That measure sought to let judges alter mortgage terms for some troubled borrowers in bankruptcy proceedings. "We could not reach an agreement on that," Connecticut Democratic Senator Christopher Dodd, chairman of the banking committee and a key negotiator on the bill, told reporters.
Democrats were not ready to concede defeat on the bankruptcy measure, but it was unclear if they could muster the votes to amend it to the overall bill, Senate aides said. Without the bankruptcy provision "this bill amounts to dancing around a fire when Congress is supposed to be putting it out," said Wade Henderson, head of the Leadership Conference on Civil Rights, a coalition of human rights groups.
Estimated to cost from $15 billion to $20 billion, the bipartisan Senate bill still faces days of debate. If approved, it would have to go to the House of Representatives. As drafted now, the Senate bill would give the Federal Housing Administration (FHA) a bigger role in the mortgage market and offer tax measures to stimulate housing.
"We're still working on a lot of the particulars, but we plan to go to the floor tomorrow," said Alabama Senator Richard Shelby, senior Republican on the banking committee and a lead negotiator with Dodd on the bill.
With a possible recession looming, Congress is under pressure to help homeowners hit by rising foreclosures and falling home prices. Demands for action on behalf of homeowners have grown since the Federal Reserve last month engineered a massive bailout of investment bank Bear Stearns, which was hammered by bad subprime mortgage bets.
"We helped Wall Street ... But now is our opportunity to take care of people on Main Street," said Senate Majority Leader Harry Reid, a Nevada Democrat. The Senate bill attempts to ease the impact on communities of foreclosed homes by offering a $7,000 tax credit spread over two years to buyers of homes in or near foreclosure. To help people get out from under bad subprime loans, the bill calls for issuance of $10 billion more in tax-free revenue bonds to help troubled borrowers refinance their mortgages.
For companies hit by the housing slump, the bill extends a tax break to let companies credit losses from the past two years against taxes paid over prior profitable years. For 2008 and 2009, the net operating loss carry-back tax rule would extend to four years from the present two years. The Labourers' International Union of North America criticised the carry-back measure, labelling it a "handout for corporate home builders who helped cause the housing crash."
Another piece of the bill would give all US home owners who pay property taxes a standard deduction of $500 for single filers and $1,000 for joint filers. At present, only taxpayers who itemise may deduct state and local property taxes.

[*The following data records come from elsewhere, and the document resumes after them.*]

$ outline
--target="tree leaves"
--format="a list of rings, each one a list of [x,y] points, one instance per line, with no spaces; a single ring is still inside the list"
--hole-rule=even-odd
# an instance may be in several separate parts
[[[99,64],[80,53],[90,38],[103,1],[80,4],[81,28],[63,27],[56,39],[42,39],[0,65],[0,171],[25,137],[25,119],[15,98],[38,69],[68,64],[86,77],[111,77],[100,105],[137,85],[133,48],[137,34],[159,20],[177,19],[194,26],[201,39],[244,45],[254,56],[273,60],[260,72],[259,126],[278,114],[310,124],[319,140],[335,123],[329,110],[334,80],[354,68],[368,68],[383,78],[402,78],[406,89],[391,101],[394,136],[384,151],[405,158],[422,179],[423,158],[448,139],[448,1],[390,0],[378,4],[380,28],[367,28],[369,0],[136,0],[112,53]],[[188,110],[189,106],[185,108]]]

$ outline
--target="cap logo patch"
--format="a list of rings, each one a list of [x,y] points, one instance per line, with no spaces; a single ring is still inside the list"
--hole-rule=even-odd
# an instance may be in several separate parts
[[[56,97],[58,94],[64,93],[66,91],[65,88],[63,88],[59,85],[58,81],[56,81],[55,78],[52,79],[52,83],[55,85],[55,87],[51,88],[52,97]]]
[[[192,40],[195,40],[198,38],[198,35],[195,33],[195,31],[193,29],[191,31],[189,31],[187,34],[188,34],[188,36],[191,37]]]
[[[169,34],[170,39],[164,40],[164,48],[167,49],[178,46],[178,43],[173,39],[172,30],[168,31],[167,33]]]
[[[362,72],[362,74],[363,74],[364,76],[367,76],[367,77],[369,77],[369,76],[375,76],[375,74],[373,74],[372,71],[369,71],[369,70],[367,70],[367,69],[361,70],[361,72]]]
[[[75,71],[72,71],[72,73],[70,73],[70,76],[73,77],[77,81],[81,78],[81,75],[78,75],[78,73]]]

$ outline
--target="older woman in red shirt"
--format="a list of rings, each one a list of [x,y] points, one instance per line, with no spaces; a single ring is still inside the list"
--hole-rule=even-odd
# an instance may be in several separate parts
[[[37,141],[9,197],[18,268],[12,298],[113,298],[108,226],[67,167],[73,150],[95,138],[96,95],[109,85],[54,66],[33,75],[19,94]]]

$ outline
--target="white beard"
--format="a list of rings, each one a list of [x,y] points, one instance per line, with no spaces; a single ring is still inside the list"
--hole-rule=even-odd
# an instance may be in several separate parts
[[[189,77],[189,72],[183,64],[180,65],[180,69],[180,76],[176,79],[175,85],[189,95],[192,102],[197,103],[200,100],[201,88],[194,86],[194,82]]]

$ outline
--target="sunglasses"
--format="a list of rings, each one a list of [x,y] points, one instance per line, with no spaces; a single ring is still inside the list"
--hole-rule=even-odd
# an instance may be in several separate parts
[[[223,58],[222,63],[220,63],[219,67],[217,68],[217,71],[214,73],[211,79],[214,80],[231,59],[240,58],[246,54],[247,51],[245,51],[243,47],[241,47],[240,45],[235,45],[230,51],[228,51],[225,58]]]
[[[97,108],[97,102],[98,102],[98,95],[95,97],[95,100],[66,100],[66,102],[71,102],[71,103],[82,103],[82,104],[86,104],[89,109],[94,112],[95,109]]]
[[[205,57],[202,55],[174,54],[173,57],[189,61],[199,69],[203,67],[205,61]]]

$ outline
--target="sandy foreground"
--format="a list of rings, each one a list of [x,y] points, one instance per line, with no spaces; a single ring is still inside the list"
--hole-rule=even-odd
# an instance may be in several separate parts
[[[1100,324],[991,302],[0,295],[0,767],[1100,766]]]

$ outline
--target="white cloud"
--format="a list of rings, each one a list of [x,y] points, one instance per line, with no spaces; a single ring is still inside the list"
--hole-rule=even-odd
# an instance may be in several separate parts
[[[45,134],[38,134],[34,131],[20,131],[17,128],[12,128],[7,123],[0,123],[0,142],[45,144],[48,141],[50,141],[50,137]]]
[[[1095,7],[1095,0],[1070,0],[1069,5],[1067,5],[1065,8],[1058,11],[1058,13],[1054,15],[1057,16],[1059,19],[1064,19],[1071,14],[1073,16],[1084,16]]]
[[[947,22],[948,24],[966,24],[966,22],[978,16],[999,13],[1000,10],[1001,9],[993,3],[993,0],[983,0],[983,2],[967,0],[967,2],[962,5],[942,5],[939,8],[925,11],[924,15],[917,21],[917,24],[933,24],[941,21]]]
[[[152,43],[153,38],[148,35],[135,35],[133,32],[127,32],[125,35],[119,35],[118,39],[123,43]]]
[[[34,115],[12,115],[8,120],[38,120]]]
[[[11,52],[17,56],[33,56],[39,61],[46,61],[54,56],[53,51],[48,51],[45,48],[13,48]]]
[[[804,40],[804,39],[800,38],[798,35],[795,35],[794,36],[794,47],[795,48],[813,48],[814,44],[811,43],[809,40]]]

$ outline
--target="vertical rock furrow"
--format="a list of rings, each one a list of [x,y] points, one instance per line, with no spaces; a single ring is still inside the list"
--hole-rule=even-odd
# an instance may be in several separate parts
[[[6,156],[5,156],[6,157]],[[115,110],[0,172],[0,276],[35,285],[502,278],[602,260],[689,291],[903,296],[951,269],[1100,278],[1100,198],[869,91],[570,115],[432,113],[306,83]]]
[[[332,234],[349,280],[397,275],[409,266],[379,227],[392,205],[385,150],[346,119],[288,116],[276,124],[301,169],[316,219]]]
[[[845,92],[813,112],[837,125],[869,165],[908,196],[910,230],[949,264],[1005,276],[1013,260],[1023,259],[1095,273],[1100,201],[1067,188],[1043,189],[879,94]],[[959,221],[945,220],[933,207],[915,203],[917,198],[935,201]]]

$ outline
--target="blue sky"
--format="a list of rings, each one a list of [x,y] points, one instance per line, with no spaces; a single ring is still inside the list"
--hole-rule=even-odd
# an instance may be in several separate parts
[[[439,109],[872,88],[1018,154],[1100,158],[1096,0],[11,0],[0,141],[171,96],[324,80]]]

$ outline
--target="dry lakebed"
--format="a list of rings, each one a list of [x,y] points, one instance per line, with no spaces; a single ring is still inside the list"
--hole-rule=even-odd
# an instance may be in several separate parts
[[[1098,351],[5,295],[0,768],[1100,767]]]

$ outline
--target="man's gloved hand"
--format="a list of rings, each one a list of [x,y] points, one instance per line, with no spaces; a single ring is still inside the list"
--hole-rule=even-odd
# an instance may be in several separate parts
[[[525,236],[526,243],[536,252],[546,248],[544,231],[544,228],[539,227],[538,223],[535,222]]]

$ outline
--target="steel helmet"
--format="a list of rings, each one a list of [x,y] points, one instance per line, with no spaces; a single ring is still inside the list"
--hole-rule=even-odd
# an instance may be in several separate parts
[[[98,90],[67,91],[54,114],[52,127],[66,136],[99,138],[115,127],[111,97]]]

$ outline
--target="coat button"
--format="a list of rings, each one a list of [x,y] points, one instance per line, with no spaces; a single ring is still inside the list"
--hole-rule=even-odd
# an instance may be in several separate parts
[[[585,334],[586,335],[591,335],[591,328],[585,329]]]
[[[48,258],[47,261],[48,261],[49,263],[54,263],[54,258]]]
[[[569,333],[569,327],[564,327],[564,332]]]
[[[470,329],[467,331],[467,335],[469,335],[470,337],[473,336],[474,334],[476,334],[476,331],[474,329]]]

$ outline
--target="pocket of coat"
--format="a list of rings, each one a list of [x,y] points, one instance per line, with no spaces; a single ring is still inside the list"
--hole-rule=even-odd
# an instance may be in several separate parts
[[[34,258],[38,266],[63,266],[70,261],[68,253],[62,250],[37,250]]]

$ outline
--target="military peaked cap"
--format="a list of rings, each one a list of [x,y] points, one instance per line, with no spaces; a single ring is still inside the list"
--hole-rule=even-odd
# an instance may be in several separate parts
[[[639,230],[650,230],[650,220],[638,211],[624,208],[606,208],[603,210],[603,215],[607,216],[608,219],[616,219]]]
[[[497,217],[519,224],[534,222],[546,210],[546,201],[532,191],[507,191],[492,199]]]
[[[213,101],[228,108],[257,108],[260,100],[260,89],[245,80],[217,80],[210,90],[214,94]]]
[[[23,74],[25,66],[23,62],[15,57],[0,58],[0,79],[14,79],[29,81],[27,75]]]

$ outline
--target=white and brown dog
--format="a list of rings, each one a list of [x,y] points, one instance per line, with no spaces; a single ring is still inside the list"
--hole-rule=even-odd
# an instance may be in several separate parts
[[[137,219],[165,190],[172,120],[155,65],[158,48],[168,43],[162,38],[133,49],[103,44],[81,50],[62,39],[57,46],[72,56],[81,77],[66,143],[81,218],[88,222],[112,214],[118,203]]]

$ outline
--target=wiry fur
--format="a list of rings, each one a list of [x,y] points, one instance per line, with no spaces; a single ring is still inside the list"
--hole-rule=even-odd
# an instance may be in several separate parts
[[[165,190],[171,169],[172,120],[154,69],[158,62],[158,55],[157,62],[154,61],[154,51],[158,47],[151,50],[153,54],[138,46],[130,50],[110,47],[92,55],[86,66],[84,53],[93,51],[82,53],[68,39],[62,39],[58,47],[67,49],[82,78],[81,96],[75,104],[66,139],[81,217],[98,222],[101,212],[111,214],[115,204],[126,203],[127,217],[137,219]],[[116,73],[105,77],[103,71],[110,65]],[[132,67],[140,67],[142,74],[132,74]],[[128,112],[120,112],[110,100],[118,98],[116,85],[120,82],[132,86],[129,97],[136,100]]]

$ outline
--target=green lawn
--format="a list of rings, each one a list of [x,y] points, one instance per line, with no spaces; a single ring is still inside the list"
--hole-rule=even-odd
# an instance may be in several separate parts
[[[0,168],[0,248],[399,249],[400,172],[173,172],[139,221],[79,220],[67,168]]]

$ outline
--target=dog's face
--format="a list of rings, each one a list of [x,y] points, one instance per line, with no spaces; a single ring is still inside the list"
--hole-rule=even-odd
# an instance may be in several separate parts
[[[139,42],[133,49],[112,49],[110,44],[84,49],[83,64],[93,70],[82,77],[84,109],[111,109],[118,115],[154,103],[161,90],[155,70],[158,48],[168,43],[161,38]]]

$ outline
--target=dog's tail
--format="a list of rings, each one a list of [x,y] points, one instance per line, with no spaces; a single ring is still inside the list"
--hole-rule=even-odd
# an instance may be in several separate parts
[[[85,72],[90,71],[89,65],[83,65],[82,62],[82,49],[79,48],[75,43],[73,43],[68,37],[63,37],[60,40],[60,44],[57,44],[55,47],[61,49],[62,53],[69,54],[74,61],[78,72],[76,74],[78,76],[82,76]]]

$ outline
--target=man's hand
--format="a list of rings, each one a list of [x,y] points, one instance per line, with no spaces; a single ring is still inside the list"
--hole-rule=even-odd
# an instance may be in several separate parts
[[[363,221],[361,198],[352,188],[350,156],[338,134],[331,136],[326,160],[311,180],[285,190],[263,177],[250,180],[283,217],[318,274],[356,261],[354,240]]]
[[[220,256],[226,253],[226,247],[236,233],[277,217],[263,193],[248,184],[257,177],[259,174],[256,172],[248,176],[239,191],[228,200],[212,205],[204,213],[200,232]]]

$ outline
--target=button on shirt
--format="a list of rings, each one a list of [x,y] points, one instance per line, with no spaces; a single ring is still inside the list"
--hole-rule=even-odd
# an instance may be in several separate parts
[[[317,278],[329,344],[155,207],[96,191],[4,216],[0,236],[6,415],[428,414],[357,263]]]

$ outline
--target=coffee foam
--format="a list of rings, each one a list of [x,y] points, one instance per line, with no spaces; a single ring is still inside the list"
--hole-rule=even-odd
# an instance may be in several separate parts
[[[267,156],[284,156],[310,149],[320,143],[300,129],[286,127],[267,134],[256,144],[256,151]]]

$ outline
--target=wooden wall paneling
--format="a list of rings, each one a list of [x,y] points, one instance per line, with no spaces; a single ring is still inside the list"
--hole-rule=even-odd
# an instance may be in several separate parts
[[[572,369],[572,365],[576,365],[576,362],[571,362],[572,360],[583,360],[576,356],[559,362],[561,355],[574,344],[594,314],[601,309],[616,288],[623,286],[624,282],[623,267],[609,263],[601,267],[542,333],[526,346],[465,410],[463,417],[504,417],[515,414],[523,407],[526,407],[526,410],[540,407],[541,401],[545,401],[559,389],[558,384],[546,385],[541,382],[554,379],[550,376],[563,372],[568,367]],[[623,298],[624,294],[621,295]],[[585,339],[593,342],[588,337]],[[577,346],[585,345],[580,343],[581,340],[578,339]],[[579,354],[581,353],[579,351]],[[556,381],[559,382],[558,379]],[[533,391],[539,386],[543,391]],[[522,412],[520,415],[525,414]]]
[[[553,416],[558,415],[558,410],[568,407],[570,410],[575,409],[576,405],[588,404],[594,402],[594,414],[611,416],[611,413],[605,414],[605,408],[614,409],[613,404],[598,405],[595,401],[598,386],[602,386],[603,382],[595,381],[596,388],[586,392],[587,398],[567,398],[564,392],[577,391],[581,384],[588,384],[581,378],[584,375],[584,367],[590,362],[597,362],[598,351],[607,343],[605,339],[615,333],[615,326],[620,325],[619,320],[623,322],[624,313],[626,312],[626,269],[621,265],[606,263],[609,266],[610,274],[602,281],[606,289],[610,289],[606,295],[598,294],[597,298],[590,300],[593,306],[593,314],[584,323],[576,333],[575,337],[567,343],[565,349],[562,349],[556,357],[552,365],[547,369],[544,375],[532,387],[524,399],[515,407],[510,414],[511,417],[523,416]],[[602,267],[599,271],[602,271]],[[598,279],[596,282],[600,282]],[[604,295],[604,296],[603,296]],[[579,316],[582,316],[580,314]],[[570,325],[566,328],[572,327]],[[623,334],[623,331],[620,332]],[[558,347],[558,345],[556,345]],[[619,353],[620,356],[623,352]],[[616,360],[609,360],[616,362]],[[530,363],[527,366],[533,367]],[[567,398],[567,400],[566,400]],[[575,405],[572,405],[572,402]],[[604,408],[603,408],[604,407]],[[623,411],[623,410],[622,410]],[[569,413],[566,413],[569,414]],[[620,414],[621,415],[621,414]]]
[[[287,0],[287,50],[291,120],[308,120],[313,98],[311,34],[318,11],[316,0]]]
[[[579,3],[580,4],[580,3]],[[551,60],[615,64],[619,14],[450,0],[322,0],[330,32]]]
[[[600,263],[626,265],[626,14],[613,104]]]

The bill seeks to expand the role of the FHA, a government agency that insures mortgages, by raising the limit on the size of mortgages it can back.
The FHA loan limit would rise to 110 percent of an area's median home price, with a cap of $550,000 and a 3-1/2 percent downpayment required from the borrower, under the bill. An economic stimulus package earlier this year temporarily raised the FHA loan limit to $729,500 from about $362,000 for the rest of 2008. The Senate's limit would be permanent.